Bezirksmuseum Donaustadt und seine Entstehung

Video: Das Bezirksmuseum Donaustadt

Vor über 30 Jahren begann die Suche nach einem geeigneten Platz für das Bezirksmuseum Donaustadt. Bei dieser Suche wurde das im Jahr 1905 errichtete Spritzenhaus in Kagran in Betracht gezogen. Das ehemalige Gebäude der Freiwilligen Feuerwehr Kagran sollte abgerissen werden. Letztendlich fiel die Entscheidung für eine Sanierung aus. Das neue Museum wurde in dem alten Gebäude eingerichtet.


Zweites Gebäude

In mühevoller Kleinarbeit wurden seit den späten 1970er-Jahren wertvolle Stücke für das Museum zusammengetragen. Durch die Größe des 22. Bezirks bedingt, platzte das alte Feuerwehrhaus bald aus allen Nähten. Die vor dem Feuerwehrhaus liegende ehemalige Dampfstraßenbahn-Station Kagran bot sich als zusätzliches Objekt an. Das aus dem Jahr 1876 stammende Gebäude war ebenfalls dem Verfall preisgegeben.
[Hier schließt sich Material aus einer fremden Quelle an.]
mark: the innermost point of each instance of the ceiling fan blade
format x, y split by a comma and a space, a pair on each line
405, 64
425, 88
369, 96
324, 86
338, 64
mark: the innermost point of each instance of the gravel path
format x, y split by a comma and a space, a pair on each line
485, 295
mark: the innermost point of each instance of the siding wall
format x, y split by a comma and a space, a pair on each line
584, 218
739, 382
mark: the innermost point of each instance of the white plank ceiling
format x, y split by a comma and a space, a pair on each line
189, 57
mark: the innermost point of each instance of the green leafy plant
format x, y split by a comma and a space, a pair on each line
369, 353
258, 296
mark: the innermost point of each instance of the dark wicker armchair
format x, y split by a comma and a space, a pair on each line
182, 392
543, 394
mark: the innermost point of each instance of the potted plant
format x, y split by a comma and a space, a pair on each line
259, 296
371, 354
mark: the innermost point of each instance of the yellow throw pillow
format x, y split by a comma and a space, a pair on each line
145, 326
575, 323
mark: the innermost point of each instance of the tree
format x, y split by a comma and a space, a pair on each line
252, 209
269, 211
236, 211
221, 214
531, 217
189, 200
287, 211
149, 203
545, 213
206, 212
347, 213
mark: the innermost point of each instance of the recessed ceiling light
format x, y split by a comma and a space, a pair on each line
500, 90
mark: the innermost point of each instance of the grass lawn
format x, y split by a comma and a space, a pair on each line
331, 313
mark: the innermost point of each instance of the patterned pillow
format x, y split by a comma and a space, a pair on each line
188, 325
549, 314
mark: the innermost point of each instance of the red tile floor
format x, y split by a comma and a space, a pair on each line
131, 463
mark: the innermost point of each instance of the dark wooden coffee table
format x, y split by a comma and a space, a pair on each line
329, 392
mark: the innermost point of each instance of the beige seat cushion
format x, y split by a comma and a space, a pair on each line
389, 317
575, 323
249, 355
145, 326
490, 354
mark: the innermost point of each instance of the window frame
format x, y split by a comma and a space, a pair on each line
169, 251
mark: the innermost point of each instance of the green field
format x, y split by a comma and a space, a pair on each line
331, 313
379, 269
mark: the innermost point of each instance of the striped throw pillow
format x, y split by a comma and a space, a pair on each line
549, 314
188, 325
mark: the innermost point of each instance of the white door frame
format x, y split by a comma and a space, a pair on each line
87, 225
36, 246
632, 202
Glas-Oktaeder als Verbindungsglied

Dieses Gebäude konnte im Winter ohne Heizung nicht benutzt werden. Außerdem musste man das Hauptgebäude verlassen und einen Parkstreifen überqueren, um in das Stationsgebäude zu gelangen. So entstand die Idee, ein Gebäude als Verbindung zwischen das denkmalgeschützte Ensemble zu stellen. Ein Glas-Oktaeder wurde mit finanzieller Hilfe der Stadt Wien und durch die Donaustädter Bevölkerung durch den Erwerb der aufgelegten Bausteine errichtet. Er wurde am 30. März 2003 seiner Bestimmung übergeben.